Not doing self-checks
Just like with visiting the doctor, many men avoid doing necessary health
self-checks due to fear, denial of the risks, or confusion over what to do.
However, it is vital that men check themselves regularly for signs of
testicular cancer as incidence of the disease is on the rise, particularly
in young and middle-aged men. If you are not sure how to go about checking
yourself, visit a reputable website or ask your doctor for tips on performing
these necessary checks.
Bottling things up
On the whole, men are less likely than women to talk about their feelings,
express emotion or ask for help and support. Perhaps as a consequence of this,
men are half as likely as women to be diagnosed with depression, yet are 77 per
cent more likely to commit suicide. Depressed
men are also twice as likely as depressed women to resort to alcohol and
drug abuse. Bottling up anger is just as detrimental to men’s health, with
research suggesting that men who don’t express their anger increase their risk
of a heart attack.
Stressing over work
While men and women are equally exposed to workplace
stress, according to a survey of 3,000 workers by Medicash, men are four
times more likely than women to take a sick day due to work related stress and
are twice as likely to turn to alcohol to help deal with it. As workplace stress
can be an important factor in the development of depression, heart disease and
stroke, it is vital to seek a way to resolve your feelings and ease your stress;
whether it is by talking to your boss, changing your job or seeking professional
Taking hot baths
Many men enjoying soaking in the tub, but for all those trying to conceive it
may be time to swap those long baths for showers.
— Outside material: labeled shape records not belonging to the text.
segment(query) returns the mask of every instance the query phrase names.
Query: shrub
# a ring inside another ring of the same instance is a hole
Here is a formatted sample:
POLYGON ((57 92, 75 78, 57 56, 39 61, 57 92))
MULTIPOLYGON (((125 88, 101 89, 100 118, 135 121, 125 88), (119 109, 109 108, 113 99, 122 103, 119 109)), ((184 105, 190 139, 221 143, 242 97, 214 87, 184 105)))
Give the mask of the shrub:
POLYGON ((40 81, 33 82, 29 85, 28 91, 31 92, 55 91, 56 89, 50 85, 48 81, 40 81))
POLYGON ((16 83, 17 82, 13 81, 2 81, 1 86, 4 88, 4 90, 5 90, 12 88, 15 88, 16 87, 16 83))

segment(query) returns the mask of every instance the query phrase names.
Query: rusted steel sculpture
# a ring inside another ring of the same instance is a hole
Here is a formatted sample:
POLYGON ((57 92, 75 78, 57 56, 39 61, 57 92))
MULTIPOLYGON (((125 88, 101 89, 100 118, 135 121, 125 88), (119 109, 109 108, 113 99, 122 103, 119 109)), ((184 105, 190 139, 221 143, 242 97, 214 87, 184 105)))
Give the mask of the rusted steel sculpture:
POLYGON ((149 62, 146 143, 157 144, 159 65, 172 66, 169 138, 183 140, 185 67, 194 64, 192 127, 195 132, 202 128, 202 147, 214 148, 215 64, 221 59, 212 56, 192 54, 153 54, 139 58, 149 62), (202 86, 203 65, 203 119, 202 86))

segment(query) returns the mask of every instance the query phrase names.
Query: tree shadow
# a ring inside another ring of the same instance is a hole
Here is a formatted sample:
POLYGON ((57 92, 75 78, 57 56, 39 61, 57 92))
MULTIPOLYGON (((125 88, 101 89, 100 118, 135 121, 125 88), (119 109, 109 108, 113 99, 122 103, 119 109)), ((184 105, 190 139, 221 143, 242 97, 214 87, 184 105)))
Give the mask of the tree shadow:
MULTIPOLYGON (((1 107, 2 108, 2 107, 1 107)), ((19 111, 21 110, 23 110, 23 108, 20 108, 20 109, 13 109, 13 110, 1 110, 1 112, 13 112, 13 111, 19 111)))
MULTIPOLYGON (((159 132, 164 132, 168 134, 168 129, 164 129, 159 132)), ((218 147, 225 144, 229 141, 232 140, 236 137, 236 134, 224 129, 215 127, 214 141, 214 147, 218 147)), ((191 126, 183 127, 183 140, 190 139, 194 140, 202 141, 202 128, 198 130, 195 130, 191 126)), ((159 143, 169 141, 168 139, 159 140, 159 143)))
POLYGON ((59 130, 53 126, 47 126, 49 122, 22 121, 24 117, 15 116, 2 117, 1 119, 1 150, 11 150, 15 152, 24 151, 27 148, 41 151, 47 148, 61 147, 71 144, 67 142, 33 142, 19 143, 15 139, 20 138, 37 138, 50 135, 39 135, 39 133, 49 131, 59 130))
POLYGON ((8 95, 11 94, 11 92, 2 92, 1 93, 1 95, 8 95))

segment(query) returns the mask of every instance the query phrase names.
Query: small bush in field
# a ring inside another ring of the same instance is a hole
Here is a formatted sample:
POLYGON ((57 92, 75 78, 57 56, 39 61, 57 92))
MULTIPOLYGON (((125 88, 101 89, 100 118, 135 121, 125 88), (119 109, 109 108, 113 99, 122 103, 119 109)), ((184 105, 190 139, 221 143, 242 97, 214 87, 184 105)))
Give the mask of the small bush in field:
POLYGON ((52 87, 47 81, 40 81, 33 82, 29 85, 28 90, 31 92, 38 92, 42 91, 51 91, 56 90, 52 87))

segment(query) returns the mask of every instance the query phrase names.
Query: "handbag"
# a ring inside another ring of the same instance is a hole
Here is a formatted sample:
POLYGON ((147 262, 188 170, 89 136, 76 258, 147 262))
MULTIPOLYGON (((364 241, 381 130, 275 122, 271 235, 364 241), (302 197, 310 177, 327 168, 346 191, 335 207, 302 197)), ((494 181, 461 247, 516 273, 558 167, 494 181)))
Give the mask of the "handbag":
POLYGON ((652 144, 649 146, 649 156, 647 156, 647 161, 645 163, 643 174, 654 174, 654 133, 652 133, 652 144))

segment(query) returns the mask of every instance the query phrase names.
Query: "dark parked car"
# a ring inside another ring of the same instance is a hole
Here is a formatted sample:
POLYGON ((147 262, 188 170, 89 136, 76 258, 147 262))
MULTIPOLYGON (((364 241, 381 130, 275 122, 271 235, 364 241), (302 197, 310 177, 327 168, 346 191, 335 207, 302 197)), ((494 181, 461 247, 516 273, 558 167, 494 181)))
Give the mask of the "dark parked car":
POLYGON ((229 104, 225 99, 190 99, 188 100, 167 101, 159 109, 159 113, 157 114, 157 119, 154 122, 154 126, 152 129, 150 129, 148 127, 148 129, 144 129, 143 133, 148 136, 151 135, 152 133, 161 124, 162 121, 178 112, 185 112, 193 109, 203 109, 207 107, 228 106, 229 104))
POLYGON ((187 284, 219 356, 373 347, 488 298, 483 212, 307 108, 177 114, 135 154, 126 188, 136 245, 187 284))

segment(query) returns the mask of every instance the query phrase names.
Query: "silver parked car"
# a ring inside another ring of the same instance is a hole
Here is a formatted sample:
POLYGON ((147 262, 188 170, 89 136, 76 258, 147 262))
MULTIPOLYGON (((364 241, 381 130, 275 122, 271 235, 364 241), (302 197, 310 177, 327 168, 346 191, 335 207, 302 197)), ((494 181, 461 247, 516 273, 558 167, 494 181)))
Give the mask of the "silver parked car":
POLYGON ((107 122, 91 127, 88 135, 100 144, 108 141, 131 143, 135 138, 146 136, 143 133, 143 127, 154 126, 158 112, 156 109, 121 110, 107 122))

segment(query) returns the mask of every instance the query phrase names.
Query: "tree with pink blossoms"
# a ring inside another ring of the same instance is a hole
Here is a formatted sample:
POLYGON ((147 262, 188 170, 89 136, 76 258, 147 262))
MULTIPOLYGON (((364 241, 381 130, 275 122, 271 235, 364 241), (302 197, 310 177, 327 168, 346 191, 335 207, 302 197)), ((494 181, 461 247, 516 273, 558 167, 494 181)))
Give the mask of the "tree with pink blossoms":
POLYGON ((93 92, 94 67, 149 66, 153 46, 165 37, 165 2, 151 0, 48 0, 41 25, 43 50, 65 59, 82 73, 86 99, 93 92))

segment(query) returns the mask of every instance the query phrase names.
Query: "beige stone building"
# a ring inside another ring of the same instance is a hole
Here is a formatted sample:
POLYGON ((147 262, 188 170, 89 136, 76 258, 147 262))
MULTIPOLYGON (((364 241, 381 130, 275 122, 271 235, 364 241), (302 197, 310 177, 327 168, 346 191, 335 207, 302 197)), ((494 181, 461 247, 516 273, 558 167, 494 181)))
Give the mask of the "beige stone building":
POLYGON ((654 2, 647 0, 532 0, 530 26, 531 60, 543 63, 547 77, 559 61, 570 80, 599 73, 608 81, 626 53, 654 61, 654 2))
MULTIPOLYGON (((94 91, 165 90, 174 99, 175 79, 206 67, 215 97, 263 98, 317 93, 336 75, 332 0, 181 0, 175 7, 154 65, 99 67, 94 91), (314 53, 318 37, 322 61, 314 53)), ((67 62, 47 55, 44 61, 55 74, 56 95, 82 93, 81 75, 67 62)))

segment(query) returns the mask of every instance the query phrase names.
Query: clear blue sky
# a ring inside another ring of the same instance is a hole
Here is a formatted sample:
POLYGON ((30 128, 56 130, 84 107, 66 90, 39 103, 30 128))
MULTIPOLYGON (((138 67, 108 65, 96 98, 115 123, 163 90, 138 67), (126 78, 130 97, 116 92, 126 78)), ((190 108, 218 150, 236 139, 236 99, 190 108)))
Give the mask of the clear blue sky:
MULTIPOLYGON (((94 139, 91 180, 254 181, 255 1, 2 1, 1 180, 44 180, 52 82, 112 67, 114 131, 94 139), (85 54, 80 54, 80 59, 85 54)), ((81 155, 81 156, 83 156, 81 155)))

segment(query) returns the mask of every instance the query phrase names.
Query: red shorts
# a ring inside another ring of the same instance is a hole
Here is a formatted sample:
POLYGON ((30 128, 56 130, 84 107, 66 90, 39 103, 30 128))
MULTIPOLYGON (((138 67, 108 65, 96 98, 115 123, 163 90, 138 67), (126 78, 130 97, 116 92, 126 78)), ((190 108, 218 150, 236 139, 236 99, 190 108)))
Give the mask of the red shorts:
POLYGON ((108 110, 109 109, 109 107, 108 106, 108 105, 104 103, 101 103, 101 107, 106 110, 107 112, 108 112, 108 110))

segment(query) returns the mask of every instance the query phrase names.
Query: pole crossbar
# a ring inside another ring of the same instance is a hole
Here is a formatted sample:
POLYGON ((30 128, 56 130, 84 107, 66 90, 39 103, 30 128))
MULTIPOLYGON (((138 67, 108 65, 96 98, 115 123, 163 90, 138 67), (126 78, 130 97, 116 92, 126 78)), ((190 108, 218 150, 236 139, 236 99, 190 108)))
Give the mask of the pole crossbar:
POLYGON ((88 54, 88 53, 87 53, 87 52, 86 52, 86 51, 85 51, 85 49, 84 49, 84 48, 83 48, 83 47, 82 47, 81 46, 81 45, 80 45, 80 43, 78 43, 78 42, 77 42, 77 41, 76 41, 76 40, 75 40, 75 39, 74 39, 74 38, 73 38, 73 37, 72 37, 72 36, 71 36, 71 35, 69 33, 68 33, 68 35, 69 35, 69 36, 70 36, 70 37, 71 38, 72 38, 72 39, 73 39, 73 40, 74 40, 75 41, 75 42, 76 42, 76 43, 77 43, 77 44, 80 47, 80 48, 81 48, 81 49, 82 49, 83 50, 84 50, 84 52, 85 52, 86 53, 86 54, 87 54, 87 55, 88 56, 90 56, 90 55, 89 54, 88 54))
Researchers from the
University of California, San Francisco, found through their three-year study
that having hot baths can significantly reduce male fertility. As sperm develop
best in cool surroundings, men should avoid any activity that leads to
overheating this area, including sitting in hot tubs or Jacuzzis and regular,
prolonged use of laptops.
Not applying sun cream
Although skin cancer is the most common form of cancer in the UK, multiple
research studies have shown that few of us regularly wear sunscreen, and that
men are the worst offenders. According to research by Mintel on sun cream use in
France, Germany, Spain and the UK, an average of 52 per cent of women use
sunscreen, compared to only 37 per cent of men. However, with many men spending
significant time outdoor for sports, work or leisure, it is vital to cover up
with appropriate clothing and sun cream before heading outside.
Poor bathroom hygiene
Do you wash your hands after you’ve visited the men's room? According to a
study by the American Society for Microbiology and the Soap and Detergent
Association, one in three men don’t! Furthermore, a study by the London School
of Hygiene & Tropical Medicine carried out at UK service stations found that
only a third of men washed their hands with soap. Not washing your hands is the
quickest way to spread germs and infection, so protect your health and those
around you by making sure you lather up before leaving the bathroom.
Not brushing your teeth
According to a study by the American Dental Association, only 66 per cent of
men brush their teeth twice or more a day, compared to 86 per cent of women.
Furthermore, research findings published in the Journal of Periodontology showed
that women are almost twice as likely to have regular dental checkups than men.
Failing to look after your pearly whites is not only bad news for your teeth and
gums; research has shown that gum disease can increase risk of heart disease,
erectile dysfunction and dementia.
Eating fast food and takeaways
In today’s fast food culture, many of us are guilty of hampering our weight
loss by indulging in too much junk food, and this is particularly true for men.
A survey by Pew Research Center revealed that 47 per cent of men eat in a fast
food restaurant at least weekly, compared to 35 per cent of women. With an
average takeaway containing over half your recommended daily calories and
copious amounts of salt, do your health a favour by cutting back on takeaways
and replacing with home-cooked meals.